There is one caveat to using this integration point: Terraform’s developers do not consider the state file format to be a public interface. So they reserve the right to make breaking changes that to the state format that aren’t reflected as breaking in the version number. That said… in practice, the state file format hasn’t changed often so far. Also, if they do, the concept of state is so fundamental to Terraform that there will also be some mechanism for storing it. So if it does change, there will be a way for our Ansible integration to follow along.

Ansible Dynamic Inventory

You can find this part of the solution at https://github.com/nbering/terraform-inventory/.

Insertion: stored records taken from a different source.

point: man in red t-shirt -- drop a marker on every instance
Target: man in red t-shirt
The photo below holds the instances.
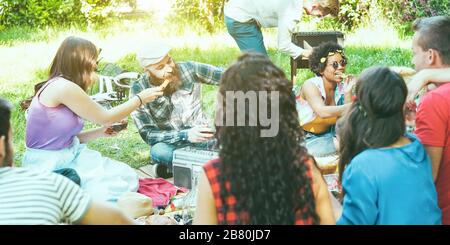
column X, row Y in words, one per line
column 431, row 49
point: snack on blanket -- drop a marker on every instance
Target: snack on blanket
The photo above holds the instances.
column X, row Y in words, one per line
column 135, row 205
column 327, row 165
column 156, row 220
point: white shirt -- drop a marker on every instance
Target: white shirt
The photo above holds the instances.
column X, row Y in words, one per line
column 284, row 14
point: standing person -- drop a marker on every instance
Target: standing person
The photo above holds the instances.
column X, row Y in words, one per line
column 430, row 47
column 56, row 117
column 244, row 19
column 37, row 198
column 385, row 173
column 261, row 180
column 176, row 119
column 324, row 98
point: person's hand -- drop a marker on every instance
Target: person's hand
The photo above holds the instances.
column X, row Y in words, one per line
column 150, row 94
column 349, row 88
column 108, row 131
column 200, row 134
column 306, row 53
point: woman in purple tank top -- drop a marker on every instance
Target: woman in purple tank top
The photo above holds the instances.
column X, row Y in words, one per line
column 55, row 120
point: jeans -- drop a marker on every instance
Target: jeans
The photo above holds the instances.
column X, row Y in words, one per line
column 321, row 145
column 162, row 153
column 248, row 35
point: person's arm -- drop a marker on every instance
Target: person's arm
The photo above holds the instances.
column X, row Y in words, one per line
column 424, row 77
column 323, row 205
column 314, row 98
column 431, row 127
column 207, row 74
column 103, row 214
column 205, row 212
column 72, row 96
column 435, row 154
column 77, row 206
column 360, row 200
column 92, row 134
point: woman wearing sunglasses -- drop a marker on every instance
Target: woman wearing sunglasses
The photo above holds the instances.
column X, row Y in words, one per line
column 321, row 100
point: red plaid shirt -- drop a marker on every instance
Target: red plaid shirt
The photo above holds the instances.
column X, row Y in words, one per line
column 212, row 171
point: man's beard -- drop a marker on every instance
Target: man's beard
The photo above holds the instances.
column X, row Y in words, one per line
column 173, row 85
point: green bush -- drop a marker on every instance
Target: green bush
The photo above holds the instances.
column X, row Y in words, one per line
column 207, row 14
column 402, row 12
column 43, row 13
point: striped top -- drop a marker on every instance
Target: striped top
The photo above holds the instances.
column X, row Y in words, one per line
column 36, row 198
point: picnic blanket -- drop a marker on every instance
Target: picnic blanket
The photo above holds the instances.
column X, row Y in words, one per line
column 159, row 189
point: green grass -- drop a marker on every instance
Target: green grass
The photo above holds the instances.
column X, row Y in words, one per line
column 16, row 83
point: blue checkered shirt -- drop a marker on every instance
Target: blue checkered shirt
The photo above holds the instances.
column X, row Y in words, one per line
column 168, row 118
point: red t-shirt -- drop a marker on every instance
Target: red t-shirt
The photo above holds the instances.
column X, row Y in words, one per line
column 433, row 129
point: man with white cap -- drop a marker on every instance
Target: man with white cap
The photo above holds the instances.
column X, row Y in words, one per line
column 175, row 119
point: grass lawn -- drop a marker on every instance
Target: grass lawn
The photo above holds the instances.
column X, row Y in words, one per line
column 25, row 58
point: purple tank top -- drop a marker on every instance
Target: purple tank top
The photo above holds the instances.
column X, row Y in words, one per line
column 51, row 128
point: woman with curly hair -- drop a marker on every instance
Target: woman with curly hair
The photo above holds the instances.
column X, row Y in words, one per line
column 261, row 180
column 321, row 99
column 385, row 172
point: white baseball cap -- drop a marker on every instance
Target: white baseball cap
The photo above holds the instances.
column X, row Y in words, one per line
column 152, row 53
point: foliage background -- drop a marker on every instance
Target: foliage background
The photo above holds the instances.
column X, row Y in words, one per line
column 207, row 15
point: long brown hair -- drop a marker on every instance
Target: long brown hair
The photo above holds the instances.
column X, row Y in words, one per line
column 376, row 118
column 267, row 175
column 75, row 61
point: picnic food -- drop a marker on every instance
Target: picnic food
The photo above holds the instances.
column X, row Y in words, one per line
column 135, row 204
column 164, row 84
column 327, row 165
column 157, row 220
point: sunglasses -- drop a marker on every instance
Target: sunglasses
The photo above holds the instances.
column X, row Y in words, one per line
column 335, row 64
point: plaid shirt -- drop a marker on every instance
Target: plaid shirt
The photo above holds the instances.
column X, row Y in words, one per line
column 168, row 118
column 212, row 171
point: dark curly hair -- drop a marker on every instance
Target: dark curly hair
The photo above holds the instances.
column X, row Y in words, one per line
column 376, row 119
column 266, row 174
column 320, row 52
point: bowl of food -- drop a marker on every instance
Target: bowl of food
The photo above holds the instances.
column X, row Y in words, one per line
column 328, row 164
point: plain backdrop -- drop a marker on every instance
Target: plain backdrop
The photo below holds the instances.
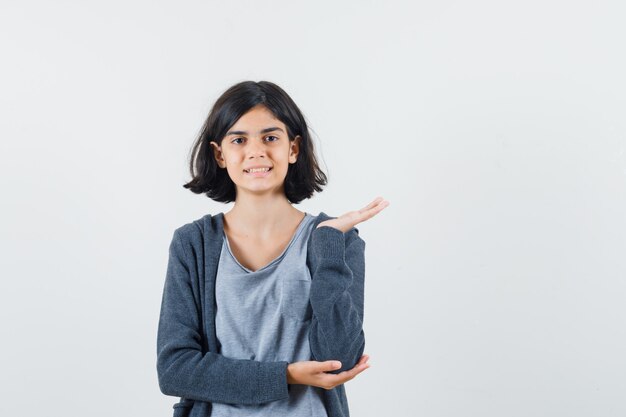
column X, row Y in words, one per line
column 495, row 280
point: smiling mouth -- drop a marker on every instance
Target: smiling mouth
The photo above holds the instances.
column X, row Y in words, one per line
column 257, row 172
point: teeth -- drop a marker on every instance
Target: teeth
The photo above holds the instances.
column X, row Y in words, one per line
column 258, row 170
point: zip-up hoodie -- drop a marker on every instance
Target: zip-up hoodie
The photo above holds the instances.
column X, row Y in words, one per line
column 188, row 364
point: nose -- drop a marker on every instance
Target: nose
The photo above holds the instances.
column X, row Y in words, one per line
column 255, row 149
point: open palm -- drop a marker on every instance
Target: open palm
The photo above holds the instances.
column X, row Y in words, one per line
column 347, row 221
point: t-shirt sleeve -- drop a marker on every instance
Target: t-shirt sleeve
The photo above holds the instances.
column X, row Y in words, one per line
column 337, row 296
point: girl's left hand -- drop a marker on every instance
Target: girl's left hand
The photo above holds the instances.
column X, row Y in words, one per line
column 352, row 218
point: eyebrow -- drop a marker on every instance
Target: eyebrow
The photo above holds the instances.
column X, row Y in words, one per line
column 266, row 130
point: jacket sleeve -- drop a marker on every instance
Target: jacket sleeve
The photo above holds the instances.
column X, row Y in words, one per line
column 337, row 294
column 184, row 369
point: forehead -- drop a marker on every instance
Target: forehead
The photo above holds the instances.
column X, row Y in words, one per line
column 257, row 118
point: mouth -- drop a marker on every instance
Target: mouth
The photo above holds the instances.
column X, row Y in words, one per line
column 258, row 172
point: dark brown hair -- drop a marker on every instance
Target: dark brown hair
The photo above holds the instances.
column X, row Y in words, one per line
column 304, row 177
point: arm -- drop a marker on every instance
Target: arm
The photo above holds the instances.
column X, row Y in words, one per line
column 337, row 294
column 184, row 370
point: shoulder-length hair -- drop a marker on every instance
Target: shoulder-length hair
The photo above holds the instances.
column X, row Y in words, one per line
column 304, row 177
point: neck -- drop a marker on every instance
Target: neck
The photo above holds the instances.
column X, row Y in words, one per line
column 260, row 215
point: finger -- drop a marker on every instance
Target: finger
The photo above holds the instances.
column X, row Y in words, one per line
column 372, row 204
column 368, row 213
column 330, row 365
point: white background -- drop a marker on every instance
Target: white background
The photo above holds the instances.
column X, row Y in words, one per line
column 495, row 280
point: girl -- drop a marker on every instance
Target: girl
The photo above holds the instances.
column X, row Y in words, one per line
column 262, row 308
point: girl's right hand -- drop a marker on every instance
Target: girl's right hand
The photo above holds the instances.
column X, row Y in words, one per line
column 314, row 373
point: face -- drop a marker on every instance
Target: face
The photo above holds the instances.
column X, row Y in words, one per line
column 257, row 139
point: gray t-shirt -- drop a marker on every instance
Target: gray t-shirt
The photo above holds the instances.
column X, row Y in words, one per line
column 265, row 315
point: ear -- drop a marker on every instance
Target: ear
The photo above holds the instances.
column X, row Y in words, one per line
column 217, row 153
column 294, row 149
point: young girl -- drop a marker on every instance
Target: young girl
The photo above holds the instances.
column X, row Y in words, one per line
column 262, row 308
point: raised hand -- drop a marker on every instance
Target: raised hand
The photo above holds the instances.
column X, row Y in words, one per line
column 350, row 219
column 314, row 373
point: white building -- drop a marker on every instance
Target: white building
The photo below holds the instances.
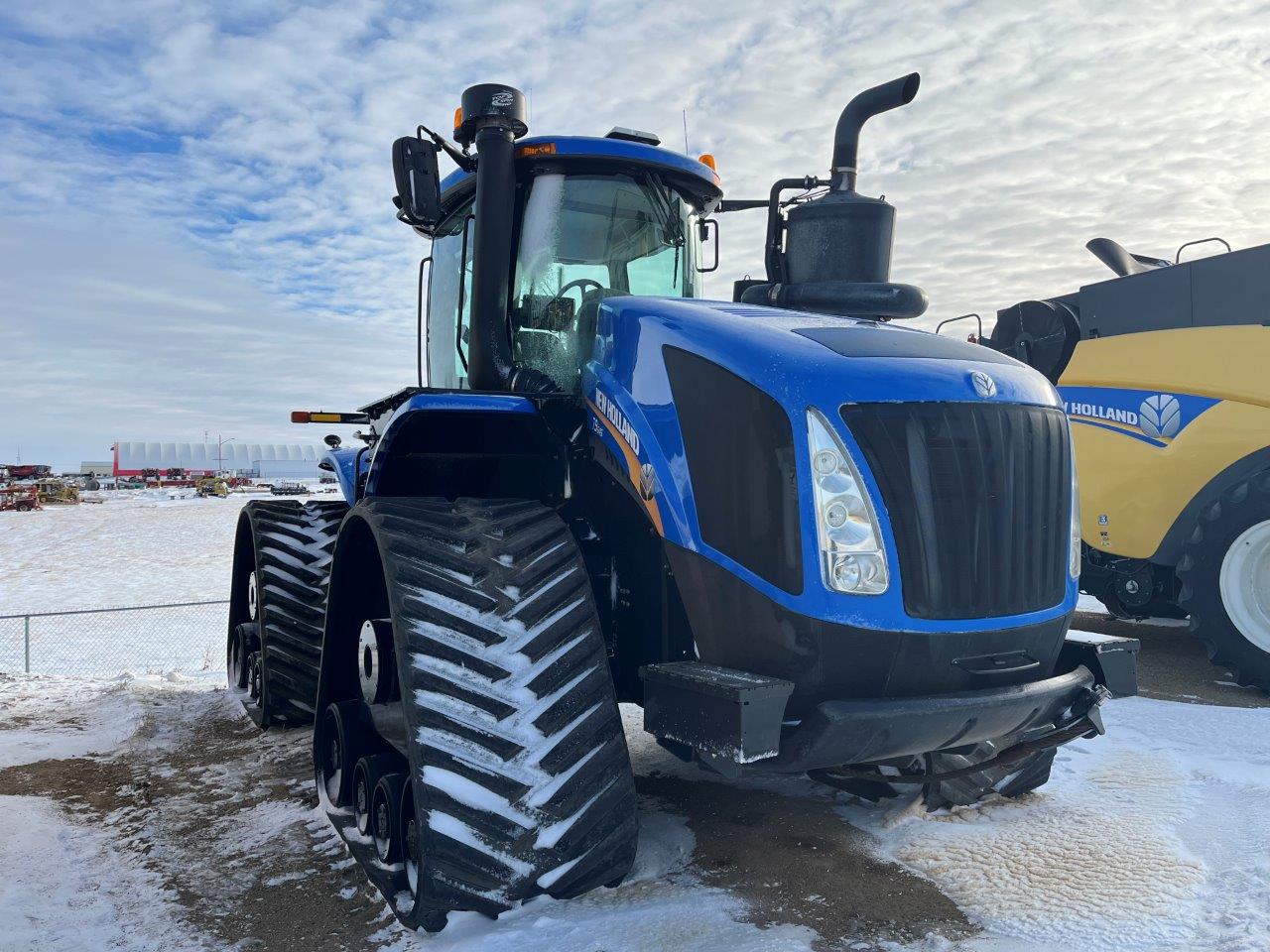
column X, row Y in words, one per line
column 290, row 460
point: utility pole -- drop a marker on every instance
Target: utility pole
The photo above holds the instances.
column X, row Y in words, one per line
column 220, row 457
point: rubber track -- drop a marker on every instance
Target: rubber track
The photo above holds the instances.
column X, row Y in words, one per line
column 1199, row 571
column 524, row 777
column 294, row 546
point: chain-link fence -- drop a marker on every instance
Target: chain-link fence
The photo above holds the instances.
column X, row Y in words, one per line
column 185, row 636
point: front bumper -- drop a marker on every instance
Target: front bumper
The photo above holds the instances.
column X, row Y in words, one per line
column 733, row 719
column 871, row 730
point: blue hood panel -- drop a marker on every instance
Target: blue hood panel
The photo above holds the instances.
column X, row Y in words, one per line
column 853, row 361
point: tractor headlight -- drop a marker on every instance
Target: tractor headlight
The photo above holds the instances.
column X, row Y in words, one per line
column 852, row 557
column 1074, row 556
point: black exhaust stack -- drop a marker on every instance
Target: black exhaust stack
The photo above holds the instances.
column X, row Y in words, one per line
column 832, row 254
column 493, row 118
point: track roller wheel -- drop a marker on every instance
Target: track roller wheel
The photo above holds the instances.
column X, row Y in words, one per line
column 408, row 823
column 386, row 817
column 366, row 778
column 344, row 731
column 239, row 645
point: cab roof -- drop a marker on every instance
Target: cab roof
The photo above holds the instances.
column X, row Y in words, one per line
column 698, row 179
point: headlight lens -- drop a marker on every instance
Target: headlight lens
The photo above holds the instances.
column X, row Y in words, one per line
column 852, row 557
column 1074, row 556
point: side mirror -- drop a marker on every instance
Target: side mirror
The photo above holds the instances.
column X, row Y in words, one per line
column 414, row 168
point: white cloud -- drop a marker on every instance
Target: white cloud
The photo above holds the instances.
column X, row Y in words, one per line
column 263, row 263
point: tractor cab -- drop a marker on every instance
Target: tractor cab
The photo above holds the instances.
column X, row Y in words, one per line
column 590, row 218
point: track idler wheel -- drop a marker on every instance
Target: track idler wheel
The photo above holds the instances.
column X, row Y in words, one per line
column 253, row 598
column 376, row 670
column 240, row 644
column 386, row 817
column 343, row 734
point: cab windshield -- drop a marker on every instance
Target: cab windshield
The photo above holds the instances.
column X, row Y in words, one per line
column 585, row 238
column 581, row 239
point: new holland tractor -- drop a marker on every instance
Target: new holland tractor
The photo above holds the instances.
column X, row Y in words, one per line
column 803, row 537
column 1164, row 372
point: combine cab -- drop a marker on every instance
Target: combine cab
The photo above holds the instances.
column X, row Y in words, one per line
column 1162, row 371
column 766, row 521
column 19, row 499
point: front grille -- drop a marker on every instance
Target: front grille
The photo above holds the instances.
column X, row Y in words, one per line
column 978, row 498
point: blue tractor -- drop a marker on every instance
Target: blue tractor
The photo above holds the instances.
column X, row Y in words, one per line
column 804, row 538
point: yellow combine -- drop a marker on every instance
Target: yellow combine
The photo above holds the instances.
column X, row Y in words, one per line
column 1166, row 371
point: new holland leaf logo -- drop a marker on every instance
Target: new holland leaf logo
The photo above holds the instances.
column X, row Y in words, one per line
column 1160, row 416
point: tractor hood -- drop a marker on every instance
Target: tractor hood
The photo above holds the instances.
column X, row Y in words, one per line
column 703, row 411
column 806, row 359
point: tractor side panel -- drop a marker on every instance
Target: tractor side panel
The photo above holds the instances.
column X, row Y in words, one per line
column 467, row 444
column 348, row 465
column 1156, row 416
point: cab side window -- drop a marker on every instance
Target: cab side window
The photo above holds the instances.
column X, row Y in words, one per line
column 449, row 294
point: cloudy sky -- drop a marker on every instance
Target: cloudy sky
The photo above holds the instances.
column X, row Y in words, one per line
column 195, row 231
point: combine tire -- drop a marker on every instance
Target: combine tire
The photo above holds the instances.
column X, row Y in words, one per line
column 520, row 780
column 277, row 606
column 1224, row 571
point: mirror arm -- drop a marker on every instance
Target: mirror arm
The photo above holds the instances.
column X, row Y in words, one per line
column 462, row 159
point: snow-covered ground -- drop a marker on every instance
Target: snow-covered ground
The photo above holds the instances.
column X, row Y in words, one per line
column 171, row 819
column 136, row 547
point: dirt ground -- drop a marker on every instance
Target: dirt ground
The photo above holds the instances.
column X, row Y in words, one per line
column 220, row 810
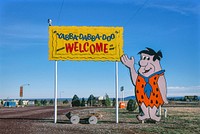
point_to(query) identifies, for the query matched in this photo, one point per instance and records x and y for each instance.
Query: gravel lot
(39, 120)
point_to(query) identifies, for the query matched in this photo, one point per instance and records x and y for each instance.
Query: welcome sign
(85, 43)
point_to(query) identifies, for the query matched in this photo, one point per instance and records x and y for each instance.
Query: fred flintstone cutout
(149, 82)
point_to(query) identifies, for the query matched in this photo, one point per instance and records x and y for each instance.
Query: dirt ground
(39, 120)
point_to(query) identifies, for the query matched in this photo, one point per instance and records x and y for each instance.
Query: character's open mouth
(146, 71)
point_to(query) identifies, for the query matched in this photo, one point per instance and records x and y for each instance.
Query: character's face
(148, 66)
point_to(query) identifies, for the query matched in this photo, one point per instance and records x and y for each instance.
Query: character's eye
(143, 57)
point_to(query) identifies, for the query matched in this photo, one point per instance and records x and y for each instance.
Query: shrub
(131, 106)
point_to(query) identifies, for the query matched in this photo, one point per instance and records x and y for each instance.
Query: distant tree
(75, 101)
(114, 102)
(83, 102)
(51, 102)
(65, 101)
(91, 100)
(37, 103)
(43, 102)
(131, 106)
(20, 102)
(107, 101)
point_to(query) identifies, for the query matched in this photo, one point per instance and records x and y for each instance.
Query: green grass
(179, 121)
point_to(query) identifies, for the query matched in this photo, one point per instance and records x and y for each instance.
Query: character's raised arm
(130, 64)
(163, 88)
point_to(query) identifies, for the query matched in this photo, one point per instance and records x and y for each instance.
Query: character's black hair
(151, 52)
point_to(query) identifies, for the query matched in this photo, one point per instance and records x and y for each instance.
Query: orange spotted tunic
(155, 98)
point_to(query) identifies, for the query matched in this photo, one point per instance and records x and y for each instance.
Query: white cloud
(182, 87)
(183, 91)
(183, 8)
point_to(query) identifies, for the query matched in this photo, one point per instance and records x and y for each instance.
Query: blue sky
(170, 26)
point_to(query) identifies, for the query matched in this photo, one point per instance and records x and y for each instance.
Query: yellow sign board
(85, 43)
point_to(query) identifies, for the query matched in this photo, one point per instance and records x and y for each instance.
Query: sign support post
(116, 91)
(55, 91)
(55, 83)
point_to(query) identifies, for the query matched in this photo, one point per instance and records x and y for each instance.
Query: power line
(60, 11)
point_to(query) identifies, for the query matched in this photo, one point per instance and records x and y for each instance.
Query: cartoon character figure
(149, 82)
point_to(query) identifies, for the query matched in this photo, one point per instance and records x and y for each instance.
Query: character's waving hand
(149, 82)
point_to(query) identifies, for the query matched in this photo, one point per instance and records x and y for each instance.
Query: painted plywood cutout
(149, 81)
(85, 43)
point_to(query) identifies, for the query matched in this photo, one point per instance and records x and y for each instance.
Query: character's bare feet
(141, 118)
(156, 118)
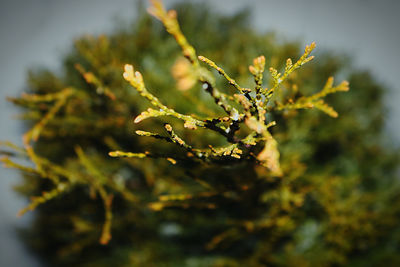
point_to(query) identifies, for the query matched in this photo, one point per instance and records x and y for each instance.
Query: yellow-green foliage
(224, 171)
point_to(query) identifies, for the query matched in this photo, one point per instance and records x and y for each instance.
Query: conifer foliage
(231, 165)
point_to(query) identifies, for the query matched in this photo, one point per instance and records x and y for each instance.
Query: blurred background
(40, 32)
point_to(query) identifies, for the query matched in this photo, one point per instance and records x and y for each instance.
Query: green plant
(225, 193)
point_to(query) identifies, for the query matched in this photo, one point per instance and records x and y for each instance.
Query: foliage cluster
(247, 178)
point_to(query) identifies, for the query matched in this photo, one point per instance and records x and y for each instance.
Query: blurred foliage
(335, 204)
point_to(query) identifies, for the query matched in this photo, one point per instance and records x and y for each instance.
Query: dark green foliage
(336, 203)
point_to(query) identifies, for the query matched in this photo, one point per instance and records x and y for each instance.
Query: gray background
(39, 32)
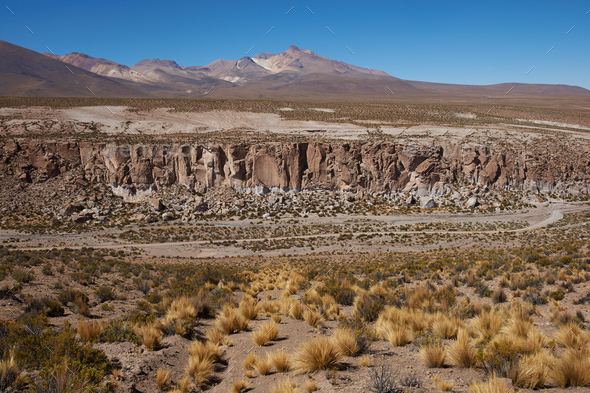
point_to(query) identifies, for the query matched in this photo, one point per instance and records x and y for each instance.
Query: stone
(156, 204)
(427, 203)
(71, 208)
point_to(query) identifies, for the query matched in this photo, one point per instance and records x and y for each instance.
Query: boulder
(427, 203)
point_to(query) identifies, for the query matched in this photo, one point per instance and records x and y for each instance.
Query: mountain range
(293, 74)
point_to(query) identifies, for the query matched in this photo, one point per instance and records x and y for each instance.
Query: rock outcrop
(348, 166)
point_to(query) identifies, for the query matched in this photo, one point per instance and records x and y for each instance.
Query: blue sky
(469, 42)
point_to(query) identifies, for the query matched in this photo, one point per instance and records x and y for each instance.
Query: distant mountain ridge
(293, 74)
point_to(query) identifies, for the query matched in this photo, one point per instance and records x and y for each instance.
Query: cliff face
(353, 165)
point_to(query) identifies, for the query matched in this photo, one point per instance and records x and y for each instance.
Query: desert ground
(293, 247)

This part is just a simple script that shells out to terraform state pull to retrieve the JSON state data, and then just finds the records that are ansible_host resources, and assembles them in a way that Ansible can understand… like this (formed from the json state data in the previous section):

{
  "web": [
    "www.example.com"
  ],
  "all": [
    "www.example.com",
    "db.example.com"
  ],
  "db": [
    "db.example.com"
  ],
  "_meta": {
    "hostvars": {
      "db.example.com": {
        "fooo": "ccc",
        "bar": "ddd"
      },
      "www.example.com": {
        "fooo": "aaa",
        "bar": "bbb"
      }
    }
  },
  "example": [
    "www.example.com",
    "db.example.com"
  ]
}

Ansible’s dynamic inventory feature is designed to detect that the inventory file is not a flat text file, but a script or executable. If it is executable, Ansible will run it, and parse the standard out as the above JSON format. Here’s an example of a command using this feature:

ansible-playbook -i /etc/ansible/terraform.py playbook.yml

When using a dynamic inventory script like this, we are normally giving up support for the plain text host file. While this is true in the traditional sense, we still gain some backwards compatibility because the Terraform ansible_host resource does not need to represent a server managed by Terraform. This allows you to mix-and-match Terraform-managed resources with your on-premises, manually-configured or legacy systems.

Conclusion

By using the plugin and state storage mechanisms of Terraform, and the dynamic inventory feature of Ansible, we can automate the integration of the two very nicely.